One of the difficulties that MOMs face is there doesn't exist a body of experience to help with the day-to-day relationship issues that arise. "Trad" marriage has tons of societal helps. How a man and woman get along in a "trad" marriage is part of our American subconscious. From getting mom and dad's advice, to professional counseling, to cliche jokes on bad sitcoms on how men just want to fall asleep after sex and women want to cuddle.

Every relationship is different and I don't mean to generalize too much. I just want to say that our culture is structured to help "trad" marriages succeed and there isn't much support for those of us that don't quite fit the mold.

So not only is a MOM a difficult situation to begin with, but there is little help as well. I can't imagine going through that. Those who can make it work and are happy have my respect but I'm just not that strong.

MoHoHawaii said...

Playa, this is an important topic. Thanks for the post. I also appreciate the comments posted so far.

Foxx, your analysis pretty much says what I would have.

I entered a mixed-orientation marriage, and it was an unmitigated disaster for me and the woman I married. These marriages are incredibly risky. I, for one, no longer think I can beat the odds. Maybe that's the difference between youth and middle age.

MoHoHawaii said...

I tried to look up some statistics. The most quoted figures seem to come from a researcher named Amity Pierce Buxton. I can't vouch for her methods, but her papers do appear in peer-reviewed journals.

She says:

"When the gay, lesbian, or bisexual spouse comes out, a third of the couples break up immediately; another third stay together for one to two years, sorting out what to do and then divorce; the remaining third try to make their marriages work. A half of these couples divorce, while half of them (17% of the total) stay together for three or more years."

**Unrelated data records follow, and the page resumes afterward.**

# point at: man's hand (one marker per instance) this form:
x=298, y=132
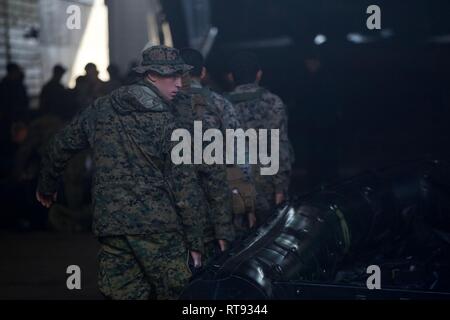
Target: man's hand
x=46, y=200
x=197, y=259
x=279, y=197
x=223, y=244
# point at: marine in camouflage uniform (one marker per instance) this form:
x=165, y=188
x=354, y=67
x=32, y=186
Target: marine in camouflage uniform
x=258, y=108
x=146, y=212
x=199, y=103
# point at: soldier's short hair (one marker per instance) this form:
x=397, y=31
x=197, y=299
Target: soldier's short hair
x=244, y=66
x=193, y=58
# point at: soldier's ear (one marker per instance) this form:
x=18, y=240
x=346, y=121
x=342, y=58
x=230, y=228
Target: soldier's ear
x=151, y=77
x=259, y=76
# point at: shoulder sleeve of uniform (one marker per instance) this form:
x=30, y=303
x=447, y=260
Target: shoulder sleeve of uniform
x=74, y=137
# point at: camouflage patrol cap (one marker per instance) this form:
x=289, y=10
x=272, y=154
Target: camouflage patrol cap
x=163, y=60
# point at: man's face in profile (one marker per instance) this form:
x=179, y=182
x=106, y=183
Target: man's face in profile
x=168, y=86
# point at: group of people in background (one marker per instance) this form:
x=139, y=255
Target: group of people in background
x=146, y=212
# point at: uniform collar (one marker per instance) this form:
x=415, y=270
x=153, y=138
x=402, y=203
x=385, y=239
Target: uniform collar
x=248, y=87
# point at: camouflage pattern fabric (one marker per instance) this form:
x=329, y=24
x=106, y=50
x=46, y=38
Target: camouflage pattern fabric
x=162, y=60
x=143, y=267
x=200, y=104
x=258, y=108
x=136, y=188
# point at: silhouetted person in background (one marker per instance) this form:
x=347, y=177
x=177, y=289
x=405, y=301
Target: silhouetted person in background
x=13, y=114
x=54, y=96
x=13, y=94
x=115, y=80
x=89, y=87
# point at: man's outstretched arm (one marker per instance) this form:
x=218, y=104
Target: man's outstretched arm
x=65, y=144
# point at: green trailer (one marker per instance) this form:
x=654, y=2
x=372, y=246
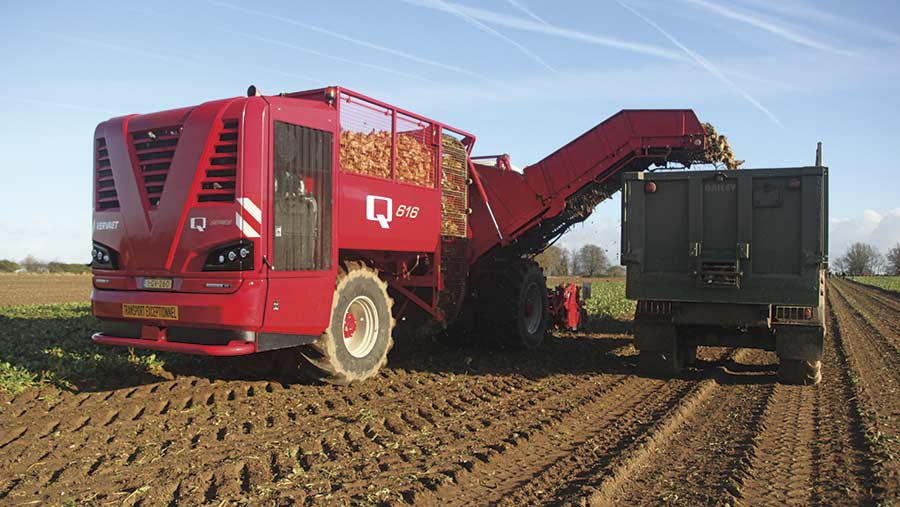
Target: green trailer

From my own experience in talking to people I'm guessing the lifetime success rate of mixed-orientation marriages is approximately 10%.

I'm going to do some more research and see if I can dig up more reliable numbers. I think this is information people should have when considering this path.

One of So Many said...

I would have to say that being SGAY in a Mixed Orientation Marriage is at least about three times as hard. Not just twice but three times. And a marriage to begin with isn't even close to a picnic.

Really those that deal with this issue have three choices:

Enter into a Mixed Orientation Marriage which is more difficult possibly full of constant struggle and can easily end up in divorce which affects the spouse and possibly the kids (if any). One could stay in the church this way but if involved in other weaknesses such as porn, masturbation or other "acting out," the full blessings aren't really being realized anyway.

Another Options: Alone...for eternity. One could be single for the rest of one's life. Of course, depression, societal pressure, loneliness, isolation and alienation can occur. There are the weaknesses above as well. But at least you might make it be with god...as an angel.

Find love happiness, fulfillment in a relationship that feels natural that you can express yourself in. Of course, enjoy the Telestial kingdom (i.e. Hell).

Granted the above are exaggerations of possibilities and a bit on the worst case scenario side. Overall, it seems that either choice sucks. Welcome to Win or Lose. of course, really there is no win. We were just kidding.

playasinmar said...

Good thing we know depression, loneliness, and isolation aren't the reasons we exist on earth.

salad said...

as a straight spouse i'd just like to say that i'm glad that drex gave me the freedom of choice and let me weigh the options and even knowing the statistics and the consequences, i still think i made the right choice--for me.